What we have gained from more than three decades of research and experience with EFM is considerable information about the nature and implications of many types of FHR changes. For example, FHR patterns that correlate closely with a favorable neonatal outcome have been identified. Likewise, FHR patterns associated with adverse neonatal outcomes also have been described. In between these two extremes, FHR patterns generate controversy. As such, the field of fetal heart rate monitoring continues to struggle with lack of uniform terminology, differing opinions in FHR interpretation, and wide variations in definition and management of nonreassuring FHR patterns.

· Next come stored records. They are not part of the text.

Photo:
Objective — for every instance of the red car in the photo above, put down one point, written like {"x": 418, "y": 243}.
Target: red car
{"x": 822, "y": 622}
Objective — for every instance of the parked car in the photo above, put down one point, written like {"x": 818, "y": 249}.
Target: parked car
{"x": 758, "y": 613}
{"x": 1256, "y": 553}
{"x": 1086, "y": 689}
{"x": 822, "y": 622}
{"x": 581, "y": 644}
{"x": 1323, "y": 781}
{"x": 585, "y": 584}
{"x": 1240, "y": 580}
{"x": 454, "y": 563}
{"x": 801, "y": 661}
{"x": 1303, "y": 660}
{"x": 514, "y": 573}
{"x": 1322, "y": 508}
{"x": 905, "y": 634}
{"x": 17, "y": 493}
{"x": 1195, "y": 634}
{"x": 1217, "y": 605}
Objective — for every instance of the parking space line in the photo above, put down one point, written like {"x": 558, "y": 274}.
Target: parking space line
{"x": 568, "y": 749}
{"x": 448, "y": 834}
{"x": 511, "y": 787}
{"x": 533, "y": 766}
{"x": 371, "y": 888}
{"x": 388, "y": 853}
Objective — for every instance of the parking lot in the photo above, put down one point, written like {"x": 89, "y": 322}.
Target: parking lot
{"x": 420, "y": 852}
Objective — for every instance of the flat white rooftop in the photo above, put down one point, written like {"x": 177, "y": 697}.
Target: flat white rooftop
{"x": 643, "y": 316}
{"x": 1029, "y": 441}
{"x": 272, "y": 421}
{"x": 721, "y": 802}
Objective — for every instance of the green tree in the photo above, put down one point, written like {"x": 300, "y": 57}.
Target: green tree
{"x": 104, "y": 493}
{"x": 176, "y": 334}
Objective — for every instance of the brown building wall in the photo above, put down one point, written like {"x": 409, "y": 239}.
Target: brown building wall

To address these issues, the National Institute of Child Health and Human Development (NICHD) of the National Institutes of Health (NIH) convened a panel of researchers and clinicians in 1997 to examine the topic of EFM. The panel’s first recommendation was to establish a standardized set of definitions for EFM interpretation that would provide the foundation for future EFM research. The panel’s proposed standard nomenclature system for EFM interpretation then would need to be tested for validity, reliability, and reproducibility. The purpose of applying consistent EFM nomenclature when analyzing research studies and data is to improve the ability to interpret and compare studies scientifically and to be able to generalize the results of clinical trials.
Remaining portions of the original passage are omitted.